Em Assembleia Geral, milhares de educadores coroam Eduardo Leite como o maior mentiroso do RS


Após um hiato de quase dois anos, milhares de educadores(as) reuniram-se presencialmente em Assembleia Geral para coroar Eduardo Leite(PSDB) como o maior mentiroso que o estado já viu.

Neste 1º de abril, Dia da Mentira, em frente ao Colégio Júlio de Castilhos, o Julinho, na capital, a categoria denunciou a farsa do reajuste de 32%, a desvalorização dos funcionários(as) de escola e dos aposentados(as) sem paridade, o desmonte do IPE Saúde e a necessária revogação do Novo Ensino Médio.

A presidente do CPERS, Helenir Aguiar Schürer, iniciou a Assembleia pedindo uma salva de palmas para os educadores(as) que foram vitimados pela covid-19. “Hoje eles estão conosco, nos acompanhando em nossa justa luta.”

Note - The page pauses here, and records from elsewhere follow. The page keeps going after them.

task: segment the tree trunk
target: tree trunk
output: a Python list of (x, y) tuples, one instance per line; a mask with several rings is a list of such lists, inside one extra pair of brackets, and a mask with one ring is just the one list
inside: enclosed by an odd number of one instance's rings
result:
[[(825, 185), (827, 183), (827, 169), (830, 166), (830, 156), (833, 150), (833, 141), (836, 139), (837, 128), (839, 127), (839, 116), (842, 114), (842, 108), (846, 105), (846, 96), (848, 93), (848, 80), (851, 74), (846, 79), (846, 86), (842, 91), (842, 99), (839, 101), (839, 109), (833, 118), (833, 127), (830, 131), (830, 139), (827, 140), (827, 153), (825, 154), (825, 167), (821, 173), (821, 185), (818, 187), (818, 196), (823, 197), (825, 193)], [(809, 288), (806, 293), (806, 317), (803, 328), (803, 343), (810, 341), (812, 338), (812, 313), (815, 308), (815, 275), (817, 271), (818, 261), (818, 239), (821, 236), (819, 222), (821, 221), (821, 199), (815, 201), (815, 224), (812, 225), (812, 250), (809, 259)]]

Em seguida, ressaltou que a inverdade pautou o governo Eduardo Leite (PSDB), do início ao fim da gestão. “Mentiu sobre nosso reajuste, sobre a verba da merenda e, vergonhosamente, afirmou que investiu R$ 1,7 bilhão na recuperação das escolas. Basta ver a precariedade em que as instituições se encontram para constatar mais essa farsa”, pontuou.

Através de uma matemática perversa e injusta, Leite não garantiu reposição linear para todos os educadores(as), excluindo aposentados(as) sem paridade e funcionários(as) de escola. “Massacra estes profissionais com um salário aviltante, 12 mil funcionários recebem o valor irrisório de R$ 620,00”, destacou.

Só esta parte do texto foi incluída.